Vicky Phelan never set out to be a national campaigner. When she was first diagnosed with cervical cancer in July 2014, her only concerns were for her two young children, Amelia and Darragh, and her recovery.She underwent aggressive treatment - radiation, chemotherapy and brachytherapy - and was eventually given the all-clear.In September 2017, during a routine checkup, she was told by her gynaecologist that an audit carried out by CervicalCheck found her 2011 smear test had been reported as a false negative.Weeks later, a CT scan revealed the cancer had returned. This time the diagnosis was terminal.Left alone with her patient file, she flipped it open and quickly realised something was wrong relating to her smear history and CervicalCheck. She decided to contact a lawyer. Within months she was outside the Four Courts making an explosive statement to awaiting journalists. A political and medical crisis ensued.Here, in an exclusive extract from her memoir, Overcoming, she recalls the devastation of finding out she had cervical cancer for the second time with little hope of surviving beyond 12 months.
It was September 2017. I sat in the waiting room, waiting to be called to see the consultant. I was there for a routine check-up. I had one every three months to keep an eye on things.
I had been there for over an hour. Every time the nurse appeared with her clipboard, I looked up, thinking I would be next. People who had arrived after me went into their appointments and left.
Still I waited. I started to wonder if something was wrong. Why was the gynaecologist holding me back? I worried it meant he had bad news for me.

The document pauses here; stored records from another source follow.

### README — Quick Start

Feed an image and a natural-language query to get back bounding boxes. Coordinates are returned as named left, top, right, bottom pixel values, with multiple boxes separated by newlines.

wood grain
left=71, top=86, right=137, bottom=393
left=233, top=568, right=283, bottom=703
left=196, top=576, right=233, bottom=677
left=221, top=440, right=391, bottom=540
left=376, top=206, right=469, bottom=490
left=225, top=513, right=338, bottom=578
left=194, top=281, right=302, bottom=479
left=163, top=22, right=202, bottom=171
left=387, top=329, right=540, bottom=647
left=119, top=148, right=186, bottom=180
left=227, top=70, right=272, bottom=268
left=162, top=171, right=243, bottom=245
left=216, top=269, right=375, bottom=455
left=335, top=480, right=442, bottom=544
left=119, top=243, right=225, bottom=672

“Vicky Phelan,” the nurse called from the door. I followed her into the room; I was feeling nervous. The gynaecologist stood up to greet me and shook my hand.
I lay on the table and tried to settle myself. He did the usual internal exam. It was uncomfortable, but I was getting used to them. Everything seemed okay.
We had a discussion about how I was feeling generally and if I was experiencing any symptoms. I told him I was still experiencing lower back pain, which I had been feeling for some time. “Okay, I’m going to send you for a CT scan,” he said, “just for completeness.” I hadn’t had a scan in a long time. I felt anxious at the idea of having one again.
The appointment seemed to be drawing to a close, when he cleared his throat and said, ‘There’s one more thing I need to discuss with you …’ He told me that the CervicalCheck screening programme had been in touch. They had carried out an audit on smears of women who had been diagnosed with cervical cancer.
My smear test, taken in 2011, had been reported as normal. On audit by CervicalCheck, however, this was felt to be an incorrect result and the audit suggested that the result of my smear was in fact in keeping with ‘squamous cell carcinoma’.
There was a silence in the room as I tried to take in what he was saying. “What are you trying to tell me?” I asked, “that I’ve had cancer since 2011?”
My heart rate started to quicken as I totted up the years in my head. Having cancer for six years was a very different diagnosis. He said that this was obviously a very different result from the original and that it may have impacted on my overall treatment.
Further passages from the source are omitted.